The property tax rate remains at 85.7 cents per $100 of assessed value, which is expected to produce $99.5 million, an increase of .3 percent. The income tax rate stays at 3 percent and income taxes are budgeted to increase by 9.2 percent, for a total of $65.5 million.

The solid waste disposal fee on property tax bills will stay at $60 a year for now. Commissioner Todd Morgan (R) had suggested raising the fee to $75 a year.

The board is carrying forth a $12 million fund balance leftover from prior years while awaiting to see how state funding and mandates play out, Kramer said. “What more will the state do?” she said.

County government now has to pay for most of the tax assessor’s office, a state entity. Some of the money to fund teacher pensions could also be passed down to counties in the future, she said.

While county government employees, approximately 650 of them, won’t be getting any pay raises in fiscal 2012, they are getting a one-time stipend $500 to full-time employees and $250 to regular part-time employees. Hourly workers, elected officials and library employees don’t get the money. The stipend will be allocated over 25 pay periods, Kramer said.

County government eliminated 21 jobs this budget cycle. That does not include a plan to privatize Marcey House and move the St. Mary’s housing authority employees off county books. Those two plans would further reduce county personnel by 24.5 jobs.

The commissioners agreed to spend $1,048,000 of their operating budget on projects, reducing the need to borrow that money and taking on new interest payments.

The capital building budget is $25.9 million and requires no borrowing from bonding agencies in fiscal 2012, Kramer said. The largest-ticket item is $8.2 million to upgrade the county’s emergency communications system. Vendor support for the current system expires in January 2014.
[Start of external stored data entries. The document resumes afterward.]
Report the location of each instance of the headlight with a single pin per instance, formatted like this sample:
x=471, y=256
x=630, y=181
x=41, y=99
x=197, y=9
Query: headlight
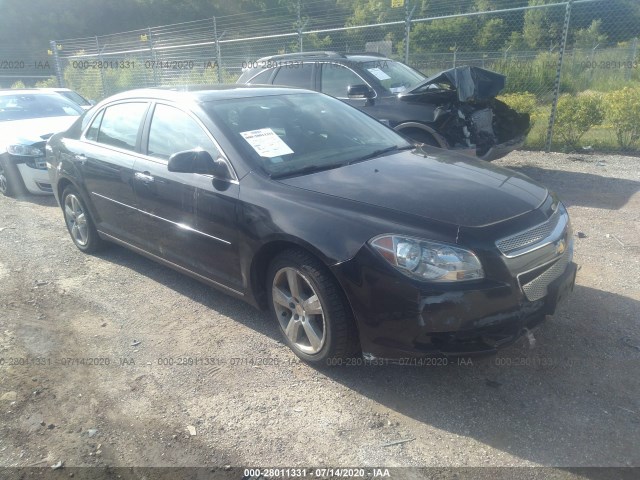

Non-county groups that mainly provide social services are to divvy up $1.4 million from county government.

Commissioner Dan Morris (R) said, “To those organizations … those are goody things. They make you feel good,” but they aren’t essential services, like law enforcement, transportation and education, he said.

“We have to be accountable to the taxpayer on how every dollar is spent,” said Commissioner Cindy Jones (R).

“Nobody’s going to be happy with this budget,” said Commission President Jack Russell (D). “This is a fiscal reality check. Like Kenny Rogers, you gotta play the hand that’s dealt.”

Commissioner Larry Jarboe (R) again voted against the budget as he has done since fiscal 2009. He said he opposed it because it did not provide schools an extra $1.3 million instead of just $750,000, did not reduce property taxes by $600,000 as he proposed and includes money to go forward with FDR Boulevard, a neighborhood connector road envisioned for California and Lexington Park. Jarboe said developers should pay for the road’s connection.

“Transportation infrastructure is not an amenity to businesses,” Jones said.